(The Center Square) — Fewer Hoosier homeowners now owe less than half of their home’s value on their mortgages than they did at the end of 2023, according to a report by a California-based company that collects real estate data.
ATTOM, in its U.S. Home Equity & Underwater Report for the first quarter of 2024, found just 40.9% of mortgages tied to a residential property in Indiana could be considered “equity-rich.” That was down from 43% in the previous quarter, and the 2.1 percentage-point drop was the fifth highest nationally.
In a release, the firm noted that the national median value for single-family homes and condominiums fell by 4% over the winter and was only up 3% from the first quarter of 2023. It added that equity in a home can drop even as the homeowner continues to pay down their mortgage since it’s based on the ratio of the mortgage balance to the home’s estimated value.

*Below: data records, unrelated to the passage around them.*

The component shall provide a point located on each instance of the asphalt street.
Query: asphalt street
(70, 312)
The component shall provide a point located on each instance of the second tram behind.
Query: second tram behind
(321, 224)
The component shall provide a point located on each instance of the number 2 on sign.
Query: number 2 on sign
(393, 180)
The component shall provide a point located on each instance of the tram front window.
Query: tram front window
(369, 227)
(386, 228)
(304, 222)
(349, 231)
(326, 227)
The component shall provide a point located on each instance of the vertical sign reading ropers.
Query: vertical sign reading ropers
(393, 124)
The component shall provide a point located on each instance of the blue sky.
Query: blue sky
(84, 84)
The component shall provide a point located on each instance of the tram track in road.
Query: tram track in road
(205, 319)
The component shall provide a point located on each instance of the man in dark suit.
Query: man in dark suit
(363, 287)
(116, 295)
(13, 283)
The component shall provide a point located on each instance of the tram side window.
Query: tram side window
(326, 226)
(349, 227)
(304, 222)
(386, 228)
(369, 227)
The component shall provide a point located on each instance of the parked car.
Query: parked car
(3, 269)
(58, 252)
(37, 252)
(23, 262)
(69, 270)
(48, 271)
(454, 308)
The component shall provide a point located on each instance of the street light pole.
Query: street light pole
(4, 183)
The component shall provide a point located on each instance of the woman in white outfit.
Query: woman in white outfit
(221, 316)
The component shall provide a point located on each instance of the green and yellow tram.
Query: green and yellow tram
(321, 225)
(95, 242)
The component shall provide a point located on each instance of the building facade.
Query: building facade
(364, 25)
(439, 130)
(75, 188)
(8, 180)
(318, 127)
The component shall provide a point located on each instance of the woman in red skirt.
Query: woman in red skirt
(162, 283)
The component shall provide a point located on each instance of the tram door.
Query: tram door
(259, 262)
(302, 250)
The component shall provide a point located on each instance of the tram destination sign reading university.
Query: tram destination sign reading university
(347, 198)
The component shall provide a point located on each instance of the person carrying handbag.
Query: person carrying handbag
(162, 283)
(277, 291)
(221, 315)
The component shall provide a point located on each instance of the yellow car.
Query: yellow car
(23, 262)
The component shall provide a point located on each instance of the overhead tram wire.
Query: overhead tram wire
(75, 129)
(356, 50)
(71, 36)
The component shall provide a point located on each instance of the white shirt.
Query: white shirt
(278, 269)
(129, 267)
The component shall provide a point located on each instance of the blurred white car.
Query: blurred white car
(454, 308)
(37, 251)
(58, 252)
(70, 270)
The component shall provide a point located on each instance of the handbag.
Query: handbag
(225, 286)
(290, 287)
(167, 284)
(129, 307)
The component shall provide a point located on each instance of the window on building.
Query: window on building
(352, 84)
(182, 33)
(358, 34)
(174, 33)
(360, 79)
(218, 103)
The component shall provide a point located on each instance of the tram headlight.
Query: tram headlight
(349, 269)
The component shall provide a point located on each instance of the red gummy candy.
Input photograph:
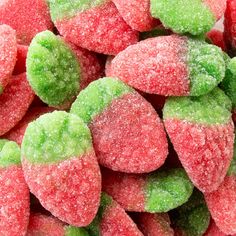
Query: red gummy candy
(20, 66)
(217, 38)
(27, 17)
(45, 225)
(222, 205)
(14, 102)
(99, 29)
(136, 13)
(14, 202)
(17, 133)
(229, 26)
(8, 49)
(154, 224)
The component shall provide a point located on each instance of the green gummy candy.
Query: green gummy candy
(183, 16)
(97, 96)
(206, 66)
(64, 9)
(212, 108)
(192, 217)
(229, 82)
(94, 227)
(75, 231)
(9, 153)
(53, 69)
(166, 190)
(55, 137)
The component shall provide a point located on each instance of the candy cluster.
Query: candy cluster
(117, 118)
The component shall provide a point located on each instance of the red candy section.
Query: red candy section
(129, 136)
(136, 13)
(217, 38)
(222, 205)
(217, 7)
(99, 29)
(14, 202)
(204, 151)
(8, 49)
(20, 66)
(17, 133)
(45, 225)
(157, 65)
(154, 224)
(125, 189)
(27, 17)
(69, 190)
(14, 102)
(115, 221)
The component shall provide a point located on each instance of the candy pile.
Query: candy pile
(117, 118)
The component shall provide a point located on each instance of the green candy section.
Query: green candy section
(183, 16)
(206, 66)
(94, 228)
(210, 109)
(9, 153)
(55, 137)
(74, 231)
(166, 190)
(97, 96)
(53, 69)
(229, 82)
(64, 9)
(193, 217)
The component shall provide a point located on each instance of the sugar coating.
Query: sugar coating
(157, 65)
(213, 230)
(55, 137)
(193, 217)
(229, 82)
(8, 50)
(126, 189)
(53, 70)
(27, 17)
(100, 29)
(16, 134)
(222, 205)
(60, 10)
(14, 102)
(211, 109)
(69, 189)
(14, 202)
(184, 16)
(206, 67)
(155, 224)
(97, 96)
(216, 37)
(166, 190)
(136, 13)
(20, 66)
(112, 220)
(9, 153)
(229, 29)
(205, 151)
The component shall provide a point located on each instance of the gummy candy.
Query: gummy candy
(202, 132)
(188, 16)
(60, 167)
(160, 191)
(94, 25)
(8, 49)
(170, 66)
(14, 102)
(14, 192)
(124, 137)
(27, 17)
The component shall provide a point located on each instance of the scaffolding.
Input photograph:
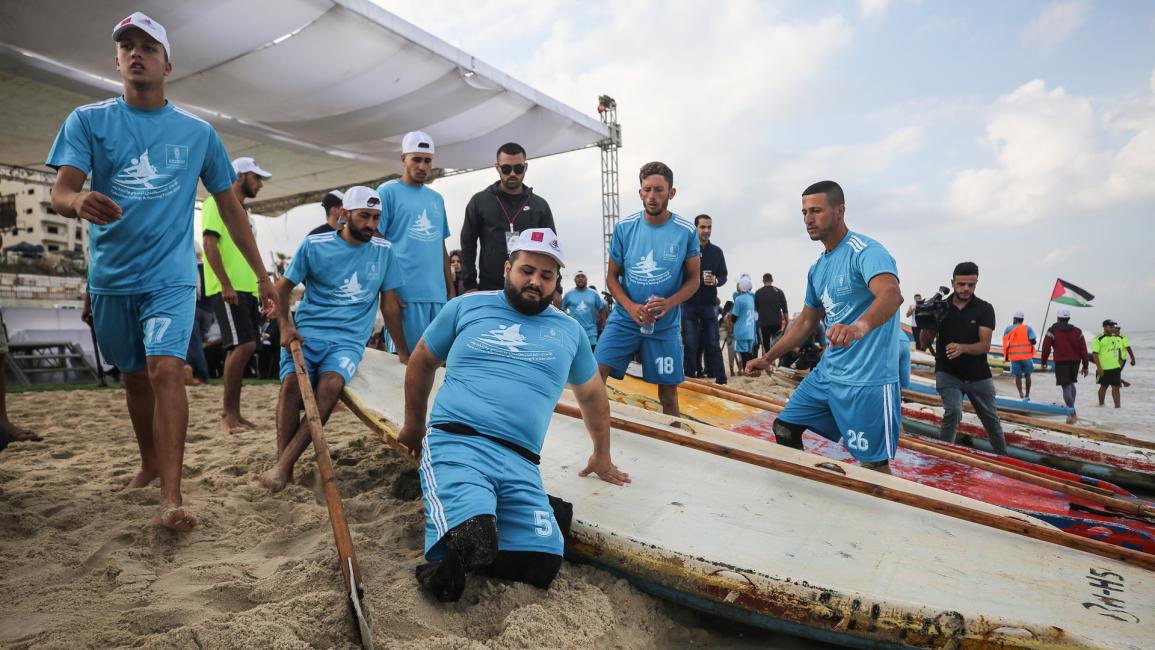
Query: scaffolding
(611, 202)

An “equity-rich” mortgage is defined as a loan where the balance is less than 50% of its perceived value. According to the report, Indiana was one of 26 states that had fewer houses meet those criteria.

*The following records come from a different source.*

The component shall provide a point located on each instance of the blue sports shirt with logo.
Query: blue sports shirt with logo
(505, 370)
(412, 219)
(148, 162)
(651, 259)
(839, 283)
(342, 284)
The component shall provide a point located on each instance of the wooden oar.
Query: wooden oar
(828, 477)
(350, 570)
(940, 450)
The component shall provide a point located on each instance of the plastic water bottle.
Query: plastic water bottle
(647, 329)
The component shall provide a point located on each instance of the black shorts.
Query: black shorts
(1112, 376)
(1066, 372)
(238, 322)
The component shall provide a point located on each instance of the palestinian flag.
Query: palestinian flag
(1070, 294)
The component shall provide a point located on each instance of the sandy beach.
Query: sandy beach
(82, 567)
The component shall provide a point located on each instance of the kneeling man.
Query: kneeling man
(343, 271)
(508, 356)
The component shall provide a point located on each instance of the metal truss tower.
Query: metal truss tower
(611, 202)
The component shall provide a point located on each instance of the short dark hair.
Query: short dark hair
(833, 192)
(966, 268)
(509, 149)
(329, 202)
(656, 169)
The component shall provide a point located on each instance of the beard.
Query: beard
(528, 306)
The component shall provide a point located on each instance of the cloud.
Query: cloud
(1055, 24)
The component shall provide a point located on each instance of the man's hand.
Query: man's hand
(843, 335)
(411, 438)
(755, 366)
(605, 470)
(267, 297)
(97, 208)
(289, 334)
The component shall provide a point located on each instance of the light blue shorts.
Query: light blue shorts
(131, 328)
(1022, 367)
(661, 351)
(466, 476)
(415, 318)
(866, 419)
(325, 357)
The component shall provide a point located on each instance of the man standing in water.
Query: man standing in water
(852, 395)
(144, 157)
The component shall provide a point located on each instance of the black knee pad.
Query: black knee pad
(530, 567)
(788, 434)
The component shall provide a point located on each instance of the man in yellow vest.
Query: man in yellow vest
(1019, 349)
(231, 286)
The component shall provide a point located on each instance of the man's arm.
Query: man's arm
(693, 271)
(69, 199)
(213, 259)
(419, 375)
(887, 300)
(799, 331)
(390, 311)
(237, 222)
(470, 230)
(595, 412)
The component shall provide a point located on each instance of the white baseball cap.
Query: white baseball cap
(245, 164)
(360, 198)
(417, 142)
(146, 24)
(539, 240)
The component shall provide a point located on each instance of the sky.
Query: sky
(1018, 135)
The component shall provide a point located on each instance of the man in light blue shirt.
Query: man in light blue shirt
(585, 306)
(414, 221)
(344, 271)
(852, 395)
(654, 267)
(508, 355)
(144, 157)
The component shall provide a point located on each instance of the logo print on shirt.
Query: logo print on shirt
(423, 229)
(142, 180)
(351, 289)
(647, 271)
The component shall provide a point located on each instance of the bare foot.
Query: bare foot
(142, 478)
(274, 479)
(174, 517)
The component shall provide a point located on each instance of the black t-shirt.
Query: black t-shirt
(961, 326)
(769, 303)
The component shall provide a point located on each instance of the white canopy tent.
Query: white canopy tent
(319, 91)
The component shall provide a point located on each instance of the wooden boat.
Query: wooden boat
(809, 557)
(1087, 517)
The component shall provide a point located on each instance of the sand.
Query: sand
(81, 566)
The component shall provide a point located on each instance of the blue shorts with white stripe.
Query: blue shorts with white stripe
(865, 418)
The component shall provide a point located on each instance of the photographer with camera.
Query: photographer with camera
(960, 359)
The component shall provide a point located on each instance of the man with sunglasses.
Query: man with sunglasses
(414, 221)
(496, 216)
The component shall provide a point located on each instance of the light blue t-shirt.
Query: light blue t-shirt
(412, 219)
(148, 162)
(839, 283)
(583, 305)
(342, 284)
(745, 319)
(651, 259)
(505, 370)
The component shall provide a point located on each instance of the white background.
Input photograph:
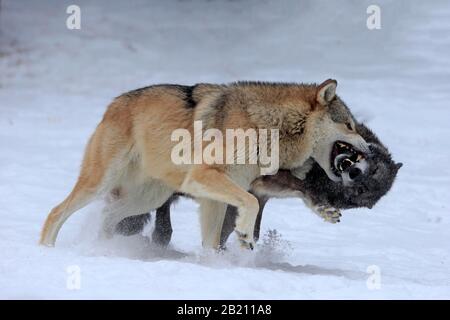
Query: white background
(55, 84)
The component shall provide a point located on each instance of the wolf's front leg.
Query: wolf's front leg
(214, 184)
(326, 212)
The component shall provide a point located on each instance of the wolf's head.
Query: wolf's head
(367, 187)
(337, 144)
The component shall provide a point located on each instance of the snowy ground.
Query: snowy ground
(55, 84)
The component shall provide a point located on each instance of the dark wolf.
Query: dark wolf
(325, 197)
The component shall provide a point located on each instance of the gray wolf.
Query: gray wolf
(129, 158)
(325, 197)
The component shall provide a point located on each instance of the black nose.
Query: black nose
(354, 172)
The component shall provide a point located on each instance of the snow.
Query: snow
(55, 84)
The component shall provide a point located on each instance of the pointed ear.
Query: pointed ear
(326, 91)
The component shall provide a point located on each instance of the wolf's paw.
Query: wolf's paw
(246, 241)
(329, 214)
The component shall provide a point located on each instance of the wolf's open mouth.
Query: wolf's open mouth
(343, 156)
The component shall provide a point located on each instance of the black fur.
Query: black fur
(366, 190)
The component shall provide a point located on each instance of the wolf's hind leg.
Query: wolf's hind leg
(163, 226)
(133, 200)
(84, 191)
(212, 215)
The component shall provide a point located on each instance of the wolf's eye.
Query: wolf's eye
(349, 126)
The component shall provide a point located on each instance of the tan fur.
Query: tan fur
(131, 148)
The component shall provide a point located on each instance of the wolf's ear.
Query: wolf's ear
(326, 91)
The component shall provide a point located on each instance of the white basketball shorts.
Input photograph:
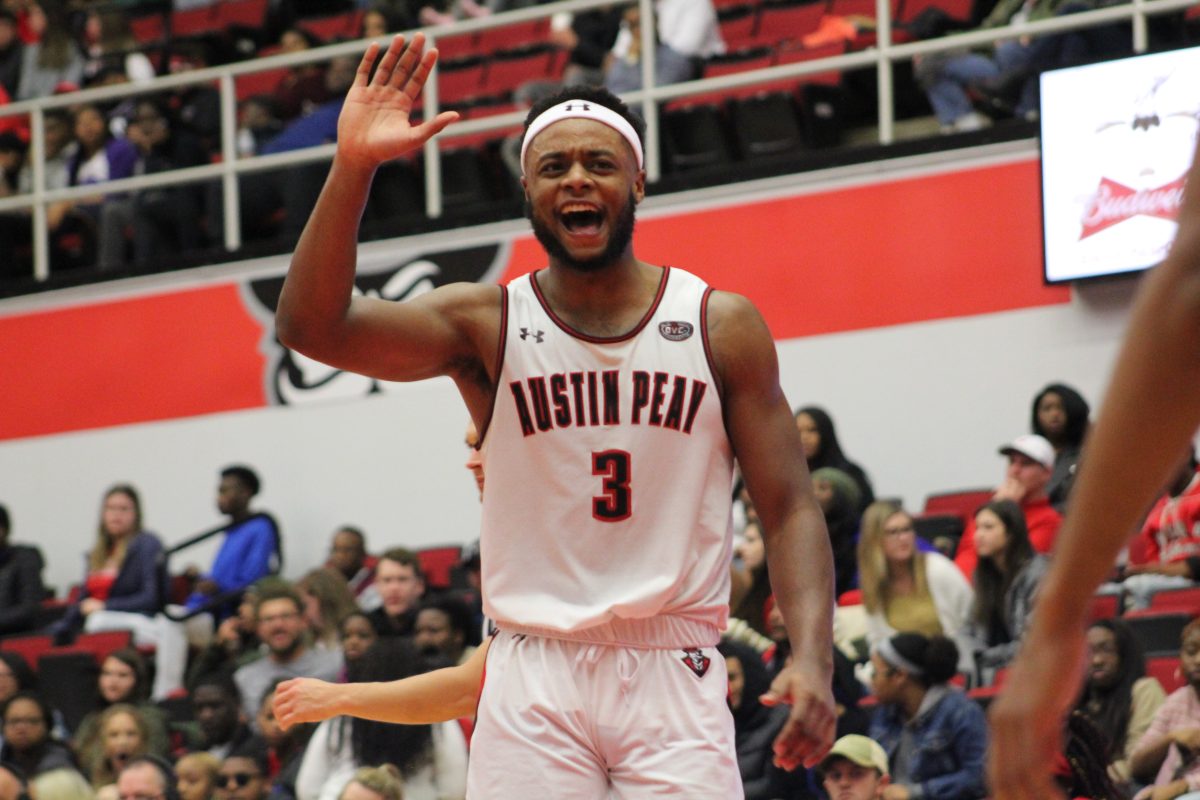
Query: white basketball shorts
(579, 721)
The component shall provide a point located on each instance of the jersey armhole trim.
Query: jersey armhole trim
(499, 365)
(708, 347)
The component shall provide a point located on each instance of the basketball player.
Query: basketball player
(1145, 425)
(612, 397)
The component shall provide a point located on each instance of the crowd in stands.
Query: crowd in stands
(922, 643)
(49, 47)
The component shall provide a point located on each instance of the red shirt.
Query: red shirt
(1171, 531)
(1041, 519)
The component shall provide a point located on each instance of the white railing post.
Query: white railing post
(232, 205)
(886, 91)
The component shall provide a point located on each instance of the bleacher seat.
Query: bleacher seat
(1157, 631)
(1186, 600)
(694, 137)
(765, 125)
(1167, 671)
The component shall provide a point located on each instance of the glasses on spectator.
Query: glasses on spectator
(238, 779)
(25, 721)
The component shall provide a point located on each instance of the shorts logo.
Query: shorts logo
(696, 661)
(676, 331)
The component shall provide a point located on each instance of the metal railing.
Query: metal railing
(882, 56)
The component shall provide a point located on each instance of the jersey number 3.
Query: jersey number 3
(616, 503)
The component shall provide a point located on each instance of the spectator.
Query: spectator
(235, 642)
(1061, 417)
(281, 626)
(1119, 697)
(125, 588)
(755, 726)
(285, 749)
(749, 581)
(946, 77)
(687, 35)
(54, 62)
(162, 218)
(63, 785)
(909, 590)
(109, 44)
(935, 735)
(358, 635)
(250, 542)
(401, 587)
(124, 681)
(1165, 756)
(822, 449)
(121, 735)
(841, 504)
(28, 741)
(443, 630)
(327, 601)
(432, 758)
(348, 555)
(375, 783)
(1030, 465)
(21, 582)
(216, 705)
(1006, 583)
(1170, 539)
(196, 776)
(11, 49)
(856, 769)
(243, 776)
(145, 777)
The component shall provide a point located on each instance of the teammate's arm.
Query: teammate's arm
(1151, 411)
(317, 314)
(431, 697)
(799, 560)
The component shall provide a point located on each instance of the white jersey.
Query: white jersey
(607, 507)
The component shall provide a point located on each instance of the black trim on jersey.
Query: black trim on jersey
(499, 365)
(708, 347)
(601, 340)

Indiana does trail the nation when it comes to equity-rich residential properties. The national rate is 45.8% nationally, but it, too, is sliding. This was the third consecutive quarterly decline and the lowest the rate has been in two years. However, ATTOM CEO Rob Barber said there are still some bright spots for many homeowners.

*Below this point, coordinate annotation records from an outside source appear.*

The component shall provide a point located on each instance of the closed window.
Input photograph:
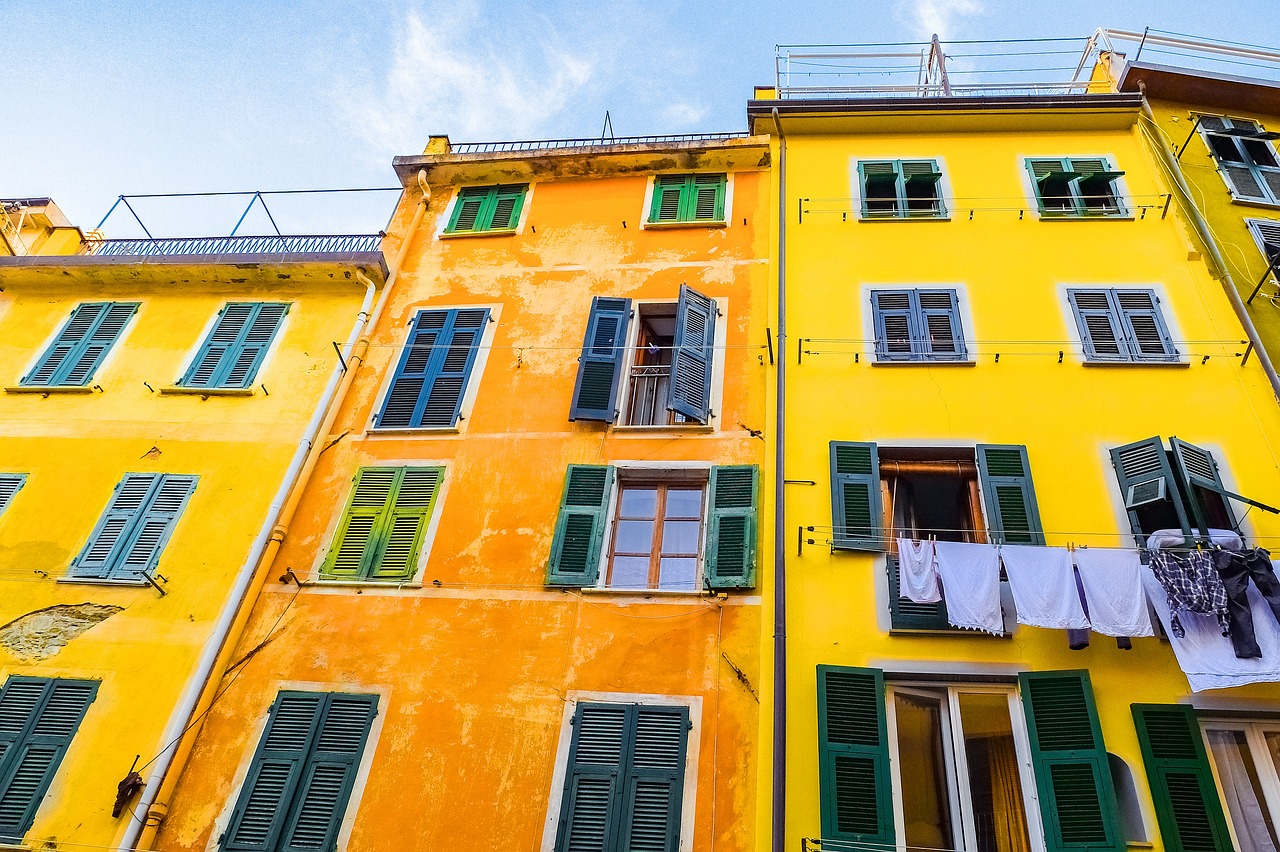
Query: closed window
(680, 530)
(487, 210)
(432, 374)
(39, 717)
(973, 766)
(918, 325)
(1070, 187)
(234, 348)
(133, 530)
(901, 189)
(663, 379)
(688, 198)
(384, 525)
(300, 782)
(1246, 157)
(1121, 325)
(81, 346)
(625, 778)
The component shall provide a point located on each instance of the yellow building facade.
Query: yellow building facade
(997, 330)
(519, 601)
(156, 401)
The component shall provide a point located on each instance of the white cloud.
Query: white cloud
(941, 17)
(451, 73)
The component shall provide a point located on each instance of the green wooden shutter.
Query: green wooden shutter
(731, 531)
(1188, 809)
(853, 757)
(329, 774)
(855, 497)
(39, 717)
(580, 526)
(82, 344)
(408, 512)
(1073, 777)
(599, 367)
(1006, 484)
(9, 485)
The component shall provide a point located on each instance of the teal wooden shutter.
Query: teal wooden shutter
(1005, 475)
(855, 497)
(731, 532)
(432, 375)
(236, 347)
(580, 526)
(9, 485)
(83, 342)
(39, 717)
(599, 367)
(1146, 476)
(693, 356)
(1188, 809)
(1073, 777)
(853, 757)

“Homeowner balance sheets continue to benefit in a huge way from the boom times in the form of elevated equity that can be used to help finance all kinds of things, from home renovations to business startups. Still, the windfalls are starting to erode bit by bit amid mounting signs that the market is no longer so super-heated,” he said. “It’s too early to make any broad statements about the market direction, especially coming off the typically slower Fall and Winter months. But amid the recent trends, this year’s Spring buying season will be of heightened importance in telling us if there is a new long-term market pattern developing.”
Indiana wasn’t alone regionally in seeing a loss of equity. Kentucky had the steepest drop of any state from quarter to quarter, going from 35.4% to 28.7%. Both Kentucky and Illinois (28.3%) ranked among the bottom 10 for equity-rich properties. Meanwhile, both Cook County, Illinois, with a rate of 26.5%, and Jefferson County, Kentucky, with a rate of 26.7%, were among the bottom five for equity-rich rates for counties with a population of 500,000 or more.